I have not attempted the same steps for the Windows server yet so I am unsure if it has the same behavior.

Steps to Reproduce

That’s interesting and seems like a problem we should address. I’ve asked [mention removed]​ to own this. I expect the first few things he will ask (and I’m also curious about) are:

  1. Is this when viewing the list of projects, or the list of oplogs?
  2. What is the storage strategy that you’ve got in place that results in this many distinct oplogs on one zenserver?
  3. Does this issue still happen with newer zenserver releases? (eg: we are up to 5.6.17 release available on zenserver github at this point)

1) This is happening when viewing the list of oplogs. We only have 2-3 projects so I suppose it may also happen there but I just haven’t added enough projects to evaluate that.

2) We have a very aggressive strategy for how often we cook and store snapshots for cooked content. We trigger a cook every 30 minutes if there are any changes. We cook across 3 platforms currently so it works out to somewhere around 140 total snapshots per day. We previously were storing these in a file based object store of our own making with a retention policy of 7 days and are looking to move them into zen storage and potentially cloud ddc server so we can have some more regional flexibility.

3) I am on 5.6.2 currently but can update to .17 and give it a try and report back.

Will look into this. Just a heads up that we don’t use zenserver to store that oplogs stored to the same instance in our setup so we haven’t spent much time optimizing for this scenario.

I’m trying to understand you set here - are you creating a new oplog for each cook and using that as the “general storage” for oplog?

Or are you uploading oplog to a zenserver used as generic storage?

If you just keep adding oplogs to a zenserver without restart it will currently just eat more and more memory, the web interface is just forcing it to happen faster.

Once an oplog has been loaded into memory due to a request (either by UE or the web interface) it will stay in memory until the zenserver is restarted or the entire oplog is GC:d which might be days.

Even though using the zenserver as a general storage option can be done it as you notice not implemented to handle this many oplogs in one instance currently.

How are you using the oplogs stored?

The oplog is coming from a local zen storage instance on the workstation using the normal process of cooking with zen storage enabled. We then push the snapshot/oplog to a shared server using the ZenExportSnapshot BuildGraph task. We also store the json for that oplog on a file share.

That oplog is then used by build agents to pull down cooked output (usually by way of the ZenImportOplog BuildGraph task) for packaging and other tasks, it is also used by developers wanting to pull down something precooked to stream to a console or run locally or do any other things a developer might do with cooked output locally.

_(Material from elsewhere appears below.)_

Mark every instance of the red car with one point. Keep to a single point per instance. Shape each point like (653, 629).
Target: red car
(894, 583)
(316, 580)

Unless I am misinterpreting things we are more or less doing what is mapped out in the documentation here: https://dev.epicgames.com/documentation/en\-us/unreal\-engine/cooked\-data\-snapshots\-with\-zen\-storage\-server\-for\-unreal\-engine.

Thanks for the info, I was actually not aware that it was documented as a proper option with no caveats.

Unfortunately we can’t provide a timely fix for this problem but it is on the list of priority to look into. There is no quick fix for this, sadly.

In the meantime do you know if a cloud-ddc server instance would be a more appropriate location for storing snapshots longer term in this way?

Also, am I correct in thinking that a cleanup process with a pretty short retention time of the snapshots on the server could also help with this, maybe some combination of shorter retention and increased memory on the server VM might work around it ok for us for ths short term.

I have made some changes that should help with the memory consumption when listing oplogs.

Inspecting an oplog would still draw quite a bit of memory and remain in memory for a while.

This is expected to be included in the next zenserver release (5.7.1) while should be available next week or so.

We just released zenserver 5.7.3 which includes several fixes to reduce memory usage when storing many oplogs, could you please give that a try?

https://github.com/EpicGames/zen/releases/tag/v5.7.3

More memory and a shorter retention time would help yes, but it is just a temporary solution and not very scalable.

The other proper option is to use Cloud DDC, which I’m personally not familiar with setting up for third-parties.

Finally it is possible to export to the file system (or file share) but the documentation and helper tools for that is limited as it is there mostly for testing purposes.

Thank you, I’ll get our server updated to 5.7.3 in the next day or two. I updated it to 5.7.1 shortly after that was releases and it has been much improved on the memory usage.